ProblemNeighbours - 3-Apr-17 @ 12:40 PM
3 years ago I bought house, two weeks after moving I received letter from my neighbour that wall dividing our lands is his and I can't attach nothing on his wall. Between my property wall and his wall is 1.7m gap. So I installed there shed. 7 months ago I replaced old shed for new one. And I received again letter from neighbour that I should install gutters. Gutters was installed immediately. In this case I replayed to him that his wall is leaning on my site. then he started blame me that is my sheds fault, because my shed didn't have water disposal and I need fix his wall. But my sheds had gutters and water disposal. Water disposal was targeted into my property wall 1.5m from his wall. Also I have photo,taken when I moved, that showing leaning wall. Do I need fix his wall?

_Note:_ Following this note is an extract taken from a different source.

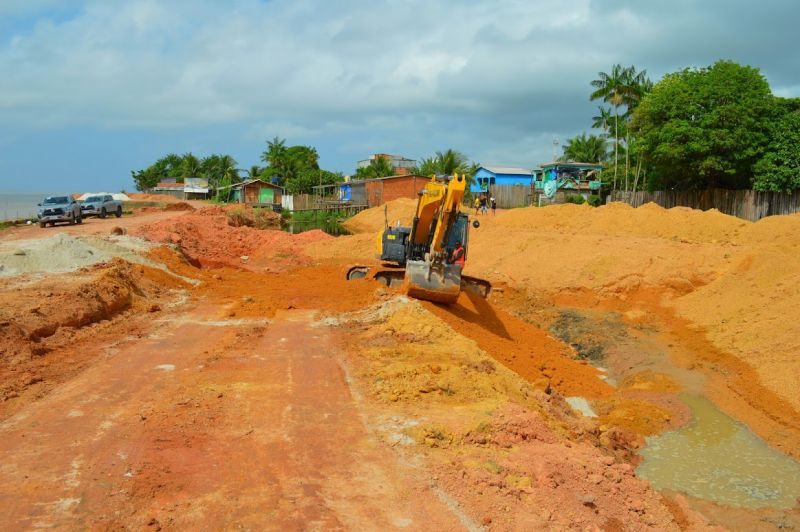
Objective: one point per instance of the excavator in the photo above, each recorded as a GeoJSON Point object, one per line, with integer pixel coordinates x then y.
{"type": "Point", "coordinates": [421, 253]}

greg001 - 31-Mar-17 @ 2:43 PM
Stacey - Your Question:
I bought a house last year. The bottom end of my driveway is shared access with neighbour. The neighbour has a very small drive. They have block paved in a curved line over my driveway. This was done before I bought my house. And they told my solicitor this was to make there drive aesthetically pleasing to the eye. I want to have my drive redone can I make them take their block paving up to give me back my drive and reinstate the visual boundary. Also they moan at me for parking on my drive as it makes it difficult for them to get off there drive but it is actually there van that is blocking them in not my car. They just want to drive over the end of my driveway to get off there drive instead of moving there own van

Our Response:
If it's a shared access driveway at the end, neither of you should be parking there anyway. With regards the part where you can park you should discuss this with your neighbour. If they have already agreed that they have paved over the boundary, what did the solicitor say about future works to either driveway? We're presuming you asked about something as obvious as this at the time.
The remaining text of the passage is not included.